Pakistan, the Muslim separatist and pro-Pakistan Muslim flanks joined by a
large section of the leaders and cadres of the National Conference, called
for a plebiscite in the State, which enabled the Muslims to exercise their
right of self-determination. They claimed that they had acquired in
consequence of the partition of India and which India, Pakistan as well as
the United Nations had explicitly recognised.

The Muslim separatist movement led by the Plebiscite Front, committed itself
to an ideological framework which was based upon the distortions of the
history of the partition of India. The ideological commitments of the
Plebiscite Front underlined : *(a) *that the right of the Muslims to a
separate freedom enmated from the partition of India and the creation of the
Muslim homeland of Pakistan; *(b) *that the right of the Muslims to a
separate freedom transcended the accession of the State to India, brought
about by the ruler of the State; and *(c) *that as a consequence of the
partition of India, the Muslims, constituting the majority of the population
of the State, had acquired an irreversible right to exercise their option to
join the Muslim State of Pakistan.

In 1990, the Muslim Jehad initiated by Pakistan and the Muslim separatist
forces in the State, claimed their aims to be the unification of Jammu and
Kashmir with Pakistan on the basis of the Muslim majority character of its
population to complete the agenda of the partition of India. The Jehad
claimed that Muslims of the State, as the Muslims elsewhere in India, had
acquired a right to a separate freedom which the  Muslim struggle for
Pakistan had secured the Muslim nation of India.

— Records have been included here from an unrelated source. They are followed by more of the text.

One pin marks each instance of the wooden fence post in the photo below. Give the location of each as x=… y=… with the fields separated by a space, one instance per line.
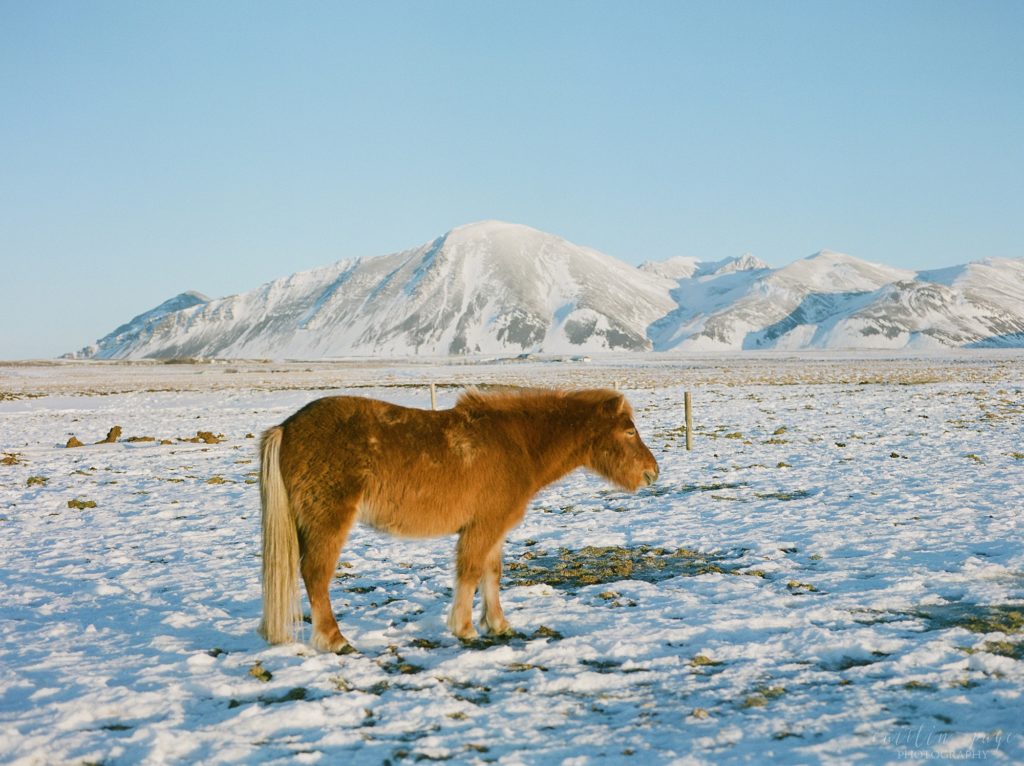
x=688 y=407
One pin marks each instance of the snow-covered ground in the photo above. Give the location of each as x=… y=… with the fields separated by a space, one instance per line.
x=850 y=587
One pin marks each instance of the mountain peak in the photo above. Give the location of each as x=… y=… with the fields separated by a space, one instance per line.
x=498 y=288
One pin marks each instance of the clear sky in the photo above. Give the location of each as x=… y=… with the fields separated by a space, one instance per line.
x=151 y=147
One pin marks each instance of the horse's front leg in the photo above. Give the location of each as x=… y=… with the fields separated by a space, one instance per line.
x=492 y=616
x=475 y=544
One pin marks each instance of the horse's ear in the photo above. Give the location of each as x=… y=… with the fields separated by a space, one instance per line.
x=614 y=403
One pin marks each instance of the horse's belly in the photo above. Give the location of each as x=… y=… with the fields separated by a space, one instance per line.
x=408 y=522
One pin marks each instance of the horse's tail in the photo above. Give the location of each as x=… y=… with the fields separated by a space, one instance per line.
x=281 y=547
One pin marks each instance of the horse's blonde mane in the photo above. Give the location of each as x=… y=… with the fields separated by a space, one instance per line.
x=512 y=399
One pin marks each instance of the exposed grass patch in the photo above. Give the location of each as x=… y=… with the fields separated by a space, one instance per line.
x=204 y=437
x=1007 y=619
x=762 y=696
x=1014 y=649
x=594 y=565
x=798 y=587
x=783 y=496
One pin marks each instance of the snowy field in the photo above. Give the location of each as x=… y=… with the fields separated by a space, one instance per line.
x=834 y=575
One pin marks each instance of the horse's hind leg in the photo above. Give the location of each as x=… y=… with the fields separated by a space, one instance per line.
x=320 y=543
x=492 y=615
x=474 y=545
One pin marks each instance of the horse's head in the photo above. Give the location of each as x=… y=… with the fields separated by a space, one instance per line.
x=616 y=452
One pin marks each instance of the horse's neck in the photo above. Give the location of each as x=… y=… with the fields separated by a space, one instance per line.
x=553 y=442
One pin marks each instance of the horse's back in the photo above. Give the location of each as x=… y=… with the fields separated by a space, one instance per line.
x=410 y=472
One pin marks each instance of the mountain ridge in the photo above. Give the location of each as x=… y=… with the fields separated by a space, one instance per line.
x=497 y=288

The Indian Government and the Indian political class must realise that the
Muslims of the State did not acquire any right to separate freedom from the
partition of India, which brought Pakistan into being and any attempts to
arrive at a compromise with the Muslim separatists forces will lead straight
to a second partition of India. The Muslim claim to a separate freedom on
the basis of religious is a negation of the unity of India.